Jak taka weryfikacja będzie przebiegać w praktyce? Czy nadzorowi zostaną poddane wszystkie konta (zarówno prawdziwe, jak i fałszywe), wszystkie wpisy użytkowników Facebooka, czy także w tej liczbie znajdą się oficjalne media, mające swoje facebookowe konta? Nie wiadomo. Dlaczego te fałszywki (fake newsy) nie będą usuwane całkowicie, tylko spychane na niższe pozycje? Czy osoby je czytające będą wiedzieć, że czytają fałszywe wiadomości? I czy na pewno nie będą przekazywać ich dalej? Z komunikatu o AFP wcale to nie wynika. I jeszcze dwie wątpliwości; czy AFP zatrudni osoby władające doskonale językiem polskim, czy też będzie posługiwać się jakimś cyfrowym algorytmem rozpoznającym słowa-klucze, hasła, slogany, itd.
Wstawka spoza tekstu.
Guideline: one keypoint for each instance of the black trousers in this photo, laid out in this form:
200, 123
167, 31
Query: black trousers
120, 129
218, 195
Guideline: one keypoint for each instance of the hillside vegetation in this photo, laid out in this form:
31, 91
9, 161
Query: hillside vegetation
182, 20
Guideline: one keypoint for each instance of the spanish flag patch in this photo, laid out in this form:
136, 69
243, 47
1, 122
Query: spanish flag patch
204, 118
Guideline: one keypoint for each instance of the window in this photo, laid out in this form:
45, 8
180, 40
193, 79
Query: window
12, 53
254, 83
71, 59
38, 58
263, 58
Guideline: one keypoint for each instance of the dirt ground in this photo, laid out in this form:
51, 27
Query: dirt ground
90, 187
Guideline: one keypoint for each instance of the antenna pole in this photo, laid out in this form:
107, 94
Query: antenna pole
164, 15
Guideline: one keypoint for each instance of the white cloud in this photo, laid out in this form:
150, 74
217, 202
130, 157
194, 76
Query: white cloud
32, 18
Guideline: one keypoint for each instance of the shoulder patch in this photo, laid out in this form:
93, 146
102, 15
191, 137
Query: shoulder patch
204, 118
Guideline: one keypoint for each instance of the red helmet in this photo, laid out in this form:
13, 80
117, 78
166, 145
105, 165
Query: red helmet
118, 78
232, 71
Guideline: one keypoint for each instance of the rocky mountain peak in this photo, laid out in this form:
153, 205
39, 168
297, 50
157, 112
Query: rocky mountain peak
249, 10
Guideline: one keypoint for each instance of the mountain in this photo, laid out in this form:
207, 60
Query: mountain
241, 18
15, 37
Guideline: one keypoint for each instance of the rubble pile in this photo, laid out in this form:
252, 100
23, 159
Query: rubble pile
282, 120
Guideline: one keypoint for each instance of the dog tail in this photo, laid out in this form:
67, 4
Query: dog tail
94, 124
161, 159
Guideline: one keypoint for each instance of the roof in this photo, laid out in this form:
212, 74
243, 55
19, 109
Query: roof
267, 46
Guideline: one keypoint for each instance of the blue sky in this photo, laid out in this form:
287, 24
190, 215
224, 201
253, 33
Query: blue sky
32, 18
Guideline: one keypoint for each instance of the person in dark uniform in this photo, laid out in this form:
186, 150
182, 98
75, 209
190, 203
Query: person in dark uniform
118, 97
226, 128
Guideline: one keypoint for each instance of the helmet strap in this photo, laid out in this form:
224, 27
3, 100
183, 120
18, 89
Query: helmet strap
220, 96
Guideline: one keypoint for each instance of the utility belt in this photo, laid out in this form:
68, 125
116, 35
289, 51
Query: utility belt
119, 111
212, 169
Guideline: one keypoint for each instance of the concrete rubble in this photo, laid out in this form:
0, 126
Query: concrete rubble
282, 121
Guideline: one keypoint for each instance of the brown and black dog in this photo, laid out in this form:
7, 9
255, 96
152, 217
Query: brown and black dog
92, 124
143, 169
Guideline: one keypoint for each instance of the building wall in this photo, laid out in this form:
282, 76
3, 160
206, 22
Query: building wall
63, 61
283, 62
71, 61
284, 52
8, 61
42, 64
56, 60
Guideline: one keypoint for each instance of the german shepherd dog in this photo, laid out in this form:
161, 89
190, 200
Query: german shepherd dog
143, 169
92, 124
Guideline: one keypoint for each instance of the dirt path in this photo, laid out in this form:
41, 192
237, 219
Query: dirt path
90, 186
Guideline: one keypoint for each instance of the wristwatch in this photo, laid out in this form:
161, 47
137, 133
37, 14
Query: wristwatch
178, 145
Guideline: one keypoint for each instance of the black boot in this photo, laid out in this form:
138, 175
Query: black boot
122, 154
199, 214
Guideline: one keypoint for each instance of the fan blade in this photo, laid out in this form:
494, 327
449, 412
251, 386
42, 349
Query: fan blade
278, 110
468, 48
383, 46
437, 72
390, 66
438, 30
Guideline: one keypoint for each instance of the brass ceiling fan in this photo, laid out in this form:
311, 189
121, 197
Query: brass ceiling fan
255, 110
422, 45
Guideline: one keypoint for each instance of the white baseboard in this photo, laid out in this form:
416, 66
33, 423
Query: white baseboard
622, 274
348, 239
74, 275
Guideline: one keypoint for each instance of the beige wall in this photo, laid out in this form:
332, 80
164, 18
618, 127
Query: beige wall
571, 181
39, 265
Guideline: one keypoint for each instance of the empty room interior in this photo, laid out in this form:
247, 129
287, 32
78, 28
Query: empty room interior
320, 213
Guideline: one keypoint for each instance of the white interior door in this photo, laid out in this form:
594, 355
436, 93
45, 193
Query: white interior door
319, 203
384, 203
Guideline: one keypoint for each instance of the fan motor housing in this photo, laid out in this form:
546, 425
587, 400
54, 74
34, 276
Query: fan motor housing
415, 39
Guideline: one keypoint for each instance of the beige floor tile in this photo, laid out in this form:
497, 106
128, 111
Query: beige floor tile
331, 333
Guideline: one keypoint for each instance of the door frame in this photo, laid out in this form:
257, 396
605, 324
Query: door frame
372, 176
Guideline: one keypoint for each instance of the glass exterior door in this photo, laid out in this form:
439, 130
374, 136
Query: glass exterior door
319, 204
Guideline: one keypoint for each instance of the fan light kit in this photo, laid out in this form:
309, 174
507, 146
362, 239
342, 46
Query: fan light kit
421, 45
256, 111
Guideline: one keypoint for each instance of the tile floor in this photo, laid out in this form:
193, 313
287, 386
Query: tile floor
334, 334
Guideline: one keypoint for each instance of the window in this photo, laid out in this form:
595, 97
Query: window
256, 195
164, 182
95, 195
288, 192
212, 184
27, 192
I w jaki sposób weryfikować będzie informacje oryginalne, unikatowe, pojawiające się na bieżąco, „z ostatniej chwili”, regionalne lub krajowe, a zatem nie mające rozpowszechniania międzynarodowego? To są zasadnicze pytania. Bez odpowiedzi na nie, trudno ocenić ten projekt, a tym bardziej szanse na efektywność i moc sprawczą w przyszłości.
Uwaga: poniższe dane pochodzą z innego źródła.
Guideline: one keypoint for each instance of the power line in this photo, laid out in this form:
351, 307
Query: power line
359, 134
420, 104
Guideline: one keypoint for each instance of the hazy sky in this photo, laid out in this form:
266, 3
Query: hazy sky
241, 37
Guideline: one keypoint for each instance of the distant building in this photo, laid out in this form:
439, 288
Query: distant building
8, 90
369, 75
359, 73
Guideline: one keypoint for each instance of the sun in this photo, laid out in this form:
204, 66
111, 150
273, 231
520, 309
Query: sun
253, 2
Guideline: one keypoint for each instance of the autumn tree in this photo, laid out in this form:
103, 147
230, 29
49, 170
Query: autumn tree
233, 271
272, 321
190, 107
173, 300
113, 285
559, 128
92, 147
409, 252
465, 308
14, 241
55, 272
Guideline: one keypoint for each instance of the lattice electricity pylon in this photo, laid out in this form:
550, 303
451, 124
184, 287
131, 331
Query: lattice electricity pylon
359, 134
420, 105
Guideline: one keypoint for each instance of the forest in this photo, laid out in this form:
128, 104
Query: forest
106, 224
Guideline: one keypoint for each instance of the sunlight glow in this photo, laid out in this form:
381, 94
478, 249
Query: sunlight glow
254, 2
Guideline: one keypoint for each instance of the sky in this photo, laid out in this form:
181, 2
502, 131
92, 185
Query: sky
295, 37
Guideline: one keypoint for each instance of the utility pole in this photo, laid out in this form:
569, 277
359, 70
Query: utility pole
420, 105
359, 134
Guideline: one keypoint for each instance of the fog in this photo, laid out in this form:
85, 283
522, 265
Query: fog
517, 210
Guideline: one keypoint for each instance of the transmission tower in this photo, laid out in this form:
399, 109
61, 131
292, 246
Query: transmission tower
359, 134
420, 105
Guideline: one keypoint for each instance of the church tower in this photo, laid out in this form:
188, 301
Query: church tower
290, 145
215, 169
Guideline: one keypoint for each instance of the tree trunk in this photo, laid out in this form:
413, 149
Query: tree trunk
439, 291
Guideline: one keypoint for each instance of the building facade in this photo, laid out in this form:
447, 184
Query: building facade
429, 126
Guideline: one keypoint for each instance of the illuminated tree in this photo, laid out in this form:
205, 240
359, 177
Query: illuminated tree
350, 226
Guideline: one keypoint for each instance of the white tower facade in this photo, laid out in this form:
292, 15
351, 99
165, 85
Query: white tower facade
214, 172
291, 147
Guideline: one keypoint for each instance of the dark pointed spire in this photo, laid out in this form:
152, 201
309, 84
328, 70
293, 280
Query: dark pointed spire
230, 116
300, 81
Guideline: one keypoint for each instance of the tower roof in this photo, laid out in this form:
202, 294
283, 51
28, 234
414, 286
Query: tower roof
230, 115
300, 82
Inicjatywa współpracy z AFP świadczy o tym, że na razie Facebook nie daje sobie rady w walce z fake newsami. Nie udała się praktyka oflagowania fałszywych wiadomości. Czy zatem AFP pomoże Facebookowi w walce z fake newsami? Wątpię, albowiem nie wierzę w absolutną skuteczność takich narzędzi, ale wierzę, że są dobrym sposobem monetyzacji naszych obaw, strachów i nadziei.